So, I'm trying to write an application that uses django as its ORM, since it'll both need to do some behind the scenes processing and an easy to use front-end. It's core functionality will be processing data that's in the database, in a high-CPU process (basically monte carlo simulations) and I want to implement multiprocessing, specifically using Pool (I get 4 processes). Basically my code runs like this, with about 20 children of the parent:
assorted import statements to get the django environment in the script
from multiprocessing import Pool
from random import random
from time import sleep
def test(child):
x=[]
print child.id
for i in range(100):
print child.id, i
x.append(child.parent.id) #just to hit the DB
return x
if __name__ == '__main__':
parent = Parent.objects.get(id=1)
pool = Pool()
results = []
results = pool.map(test,parent.children.all())
pool.close()
pool.join()
print results
With the code as such, I get intermittent DatabaseError
s or PicklingError
s. The former are usually of the form "malformed database" or "lost connection to MySQL server", the latter are usually "cannot pickle model.DoesNotExist". They are random, occur with any process, and of course there is nothing wrong with the DB itself. If I set pool = Pool(proccesses=1)

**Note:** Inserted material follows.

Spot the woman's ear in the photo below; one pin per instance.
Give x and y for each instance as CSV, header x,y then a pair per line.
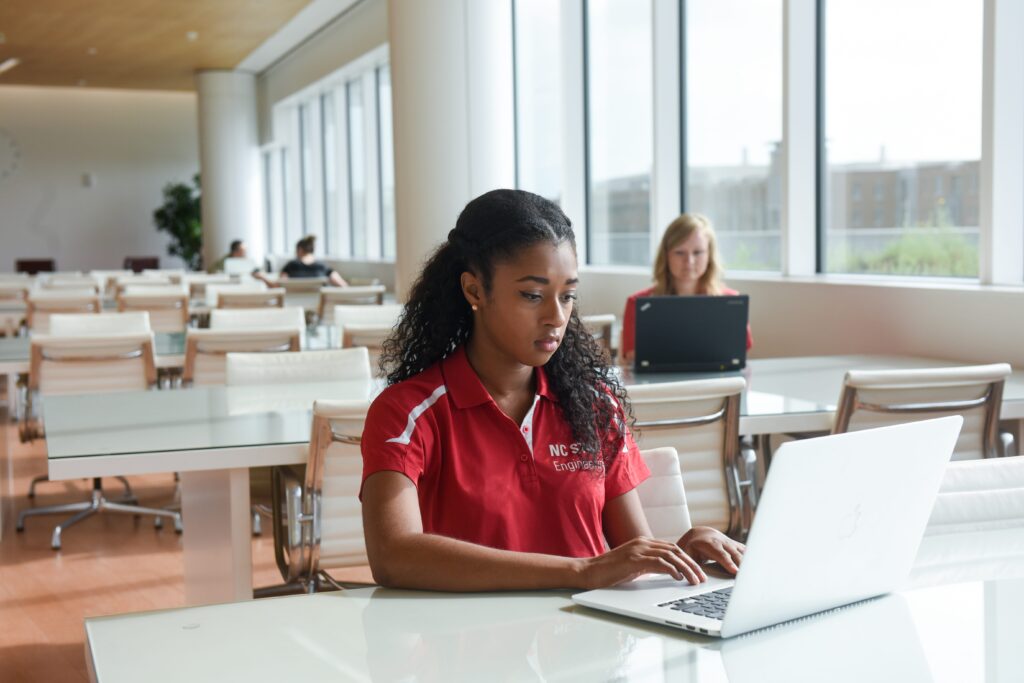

then it runs, in a single thread just fine. I also throw in various print statements to make sure that most of them are actually running.
I also have been changing test
to:
def test(child):
x=[]
s= random()
sleep(random())
for i in range(100):
x.append(child.parent.id)
return x
Which just makes each iteration pause less than a second before running, and it makes everything fine. If I get the random interval down to about 500ms it starts acting up. So, probably a concurrency problem, right? But with only 4 processes hitting. My question is how do I solve this without making large dumps of the data ahead of time? I have tested it with both SQLite and MySQL, and both are having trouble with this.